EL HIJO DEL PRESIDENTE

Status: En proceso
Genre:CEO / Amor prohibido / Amor-odio
Popularitas:8.2k
Nilai: 5
nombre de autor: Yazz García

Todo el mundo conoce a Henrry Montenegro.
Heredero del conglomerado empresarial más poderoso del planeta. Soltero más codiciado del mundo. Escándalo favorito de la prensa. Dolor de cabeza permanente de su padre, Augusto Montenegro, el hombre que construyó un imperio valorado en miles de millones de dólares.
En el Holding Montenegro, el dinero y el estatus lo controlan todo... excepto a él. Henrry es guapo, irreverente y magnético; el hijo mayor del implacable magnate parece tener como única misión en la vida arrastrar el prestigioso apellido familiar por las portadas de los tabloides y sabotear la perfecta e intachable imagen corporativa de su dinastía. Para el mundo, Henrry es solo un fiestero inmaduro y cínico que se niega a crecer. Para su padre, es una constante decepción que debe ser alineada a la fuerza.

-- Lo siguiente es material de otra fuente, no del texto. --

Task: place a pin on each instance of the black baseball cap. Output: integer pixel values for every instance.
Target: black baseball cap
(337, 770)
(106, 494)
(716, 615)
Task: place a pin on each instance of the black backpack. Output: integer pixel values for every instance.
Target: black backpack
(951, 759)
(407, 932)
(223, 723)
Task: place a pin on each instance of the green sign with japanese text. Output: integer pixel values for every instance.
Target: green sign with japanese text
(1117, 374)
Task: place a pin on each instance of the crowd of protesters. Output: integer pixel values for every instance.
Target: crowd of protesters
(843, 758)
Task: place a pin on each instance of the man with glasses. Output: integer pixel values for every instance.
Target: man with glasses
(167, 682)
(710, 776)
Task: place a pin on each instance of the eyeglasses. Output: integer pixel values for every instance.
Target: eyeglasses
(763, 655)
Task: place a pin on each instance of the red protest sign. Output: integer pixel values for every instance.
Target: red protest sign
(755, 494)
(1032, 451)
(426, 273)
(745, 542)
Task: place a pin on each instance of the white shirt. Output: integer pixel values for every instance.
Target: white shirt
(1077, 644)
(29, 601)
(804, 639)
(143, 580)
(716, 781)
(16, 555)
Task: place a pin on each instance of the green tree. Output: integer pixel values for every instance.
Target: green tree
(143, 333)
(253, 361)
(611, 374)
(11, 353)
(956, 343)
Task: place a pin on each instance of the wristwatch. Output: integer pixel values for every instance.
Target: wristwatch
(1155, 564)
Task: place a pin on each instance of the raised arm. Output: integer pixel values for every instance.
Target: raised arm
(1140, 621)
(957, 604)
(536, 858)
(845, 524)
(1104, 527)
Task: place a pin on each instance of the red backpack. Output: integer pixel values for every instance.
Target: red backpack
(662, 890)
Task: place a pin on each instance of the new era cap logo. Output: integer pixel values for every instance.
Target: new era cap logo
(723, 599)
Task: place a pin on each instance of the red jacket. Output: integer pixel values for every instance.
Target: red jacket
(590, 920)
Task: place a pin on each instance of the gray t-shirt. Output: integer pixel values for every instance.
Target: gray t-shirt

NovelToon tiene autorización de Yazz García para publicar esa obra, el contenido del mismo representa el punto de vista del autor, y no el de NovelToon.

Capítulo 3

...AITANA ...

Hay un placer casi místico en llegar a casa, lanzar los tacones prestados al rincón más lejano de la sala y sentir el piso frío bajo las medias. Aunque en mi caso, el placer venía acompañado por el dolor punzante de tres ampollas nuevas y el peso de saber que había arruinado la entrevista de mi vida.

—¿Entonces el hijo de ese magnate es un payaso impertinente? —preguntó mi mamá, pasando un paño por la mesa del comedor mientras yo me aplicaba una pomada en los pies.

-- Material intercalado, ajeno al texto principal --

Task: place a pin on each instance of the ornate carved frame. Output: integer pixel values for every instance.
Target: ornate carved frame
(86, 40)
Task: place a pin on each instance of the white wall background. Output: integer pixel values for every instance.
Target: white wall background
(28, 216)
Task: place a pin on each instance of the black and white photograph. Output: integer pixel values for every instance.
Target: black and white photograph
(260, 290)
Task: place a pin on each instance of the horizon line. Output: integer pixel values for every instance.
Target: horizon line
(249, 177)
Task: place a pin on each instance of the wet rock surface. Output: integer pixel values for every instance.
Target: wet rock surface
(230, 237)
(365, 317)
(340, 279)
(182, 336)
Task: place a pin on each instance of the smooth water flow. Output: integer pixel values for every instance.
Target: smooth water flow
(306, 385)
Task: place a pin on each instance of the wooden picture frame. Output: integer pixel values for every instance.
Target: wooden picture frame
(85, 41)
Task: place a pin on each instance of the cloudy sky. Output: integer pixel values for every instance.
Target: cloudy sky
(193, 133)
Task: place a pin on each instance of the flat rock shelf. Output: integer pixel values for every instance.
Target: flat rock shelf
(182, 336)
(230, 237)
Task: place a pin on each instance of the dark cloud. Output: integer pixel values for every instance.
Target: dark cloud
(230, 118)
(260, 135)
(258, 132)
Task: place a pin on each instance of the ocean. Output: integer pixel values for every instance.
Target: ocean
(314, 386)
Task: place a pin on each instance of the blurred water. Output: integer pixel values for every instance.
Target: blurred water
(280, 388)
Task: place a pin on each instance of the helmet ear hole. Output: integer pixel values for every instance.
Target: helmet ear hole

—Mamá, "payaso" es un cumplido. El tipo se cree el dueño del sol solo porque su papá es el dueño del país —suspiré, dejándome caer en la silla—Lo siento mucho, má. Sé cuánto significaba esa oportunidad y el dinero que nos habría ayudado para las responsabilidades de la casa, pero... no pude quedarme callada. Me dolió ver cómo trataba a las demás profesionales.

Mi mamá dejó el paño, se acercó y me plantó un beso en la frente.

—Hiciste bien, mija. En esta casa seremos pobres, pero el dinero de los Montenegro no compra el respeto. Ya saldrá algo mejor para ti, una escuela donde valoren tu cerebro y no tus piernas.

Ese era mi refugio. Nuestra casa era pequeña, modesta, la tubería siempre hacía un ruido espantoso y a veces el perro de los vecinos no dejaba dormir, pero había una dignidad que ningún imperio corporativo podía replicar.

Sin embargo, la dignidad no paga las facturas.

...…...

Pasaron tres días que se sintieron como tres años. Me los pasé frente a la pantalla de mi laptop vieja, con el ventilador al máximo, enviando currículums a cuanta escuela pública, privada o guardería apareciera en los portales de empleo.

Las ofertas eran deprimentes: sueldos de miseria por jornadas de diez horas. La frustración me estaba empezando a asfixiar.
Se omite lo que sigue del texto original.